Right! Too bad its such a small area. Be that as it may, we might be able
to enlarge it by putting together the biggest nuke we can and kerBLAMing
ourselves a big crater at each pole. Of course we would want to first
mine and store elsewhere all the precious water that might be in the
ever-dark craters near the poles.

> Obliquity (tilt of axis in degrees)..................0
> ...
> Note that the tilt of the axis is zero degrees. (I interpret this to mean
> that the axis is perpendicular to the plane of the orbit. Is that right?)


> This would mean that the incident angle of sunlight is constant at any
> given lattitude. Logically, the temperature extremes shown above should be
> moderated as one moves toward the poles.

Yup. But to get anything like a humanable habitat, we need a crater
or canyon or trench near the pole so that direct sunlight never comes
in to spoil the fun. One thing Ive often wondered about is how hot
is the soil near the poles? If it is cool enough to move with equipment
similar to what we use on this rock, then we could make a base.
Otherwise we still have the nukes, and that even has a green angle
to it: see how we remove all these nukes from the green earth? etc.

> I found temperature and pressure profiles of the Venusian atmosphere.
> Check out the graphs.
> Right around 50 km altitude, temperature and pressure are around 300K and 1
> atm, perfect for human life. ...a dirigible or geodesic sphere works fine, with
> the
> entire interior space habitable.

But we need to figure out how to stay in the shady side, since the solar flux
at Venus would be about thrice what it is here. Owwww. {8-[ Since Venus
rotates, our balloon would need to really haul to stay on the night side.

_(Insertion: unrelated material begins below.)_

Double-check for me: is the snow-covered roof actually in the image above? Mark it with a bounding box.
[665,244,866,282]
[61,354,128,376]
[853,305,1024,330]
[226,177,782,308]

> Anyone know the absorbtion characteristics of H2SO4?)

The web knows. It knows everything. The web is god.

> Winds at the top of the atmosphere are pretty fierce, 350 km/hr, but below the
> clouds they're mild.

We might be able to take advantage of those winds to keep our
dirigible on the night side.

> Any chemists want to comment on the potential for energy extraction
> using sulphuric acid and carbon dioxide?

No reaction possible there. Carbon dioxide is stable as all get out.
For practical purposes it is already in a ground state as is molecular
nitrogen. Now if we could get some flourine...

> In any event, it seems there are
> abundant supplies of C, H, O, and S.

There is nitrogen too. Thats important.

> Or perhaps you could actually have a base on the surface. With a floating
> component tethered to it, you could extract energy from the thermal gradient.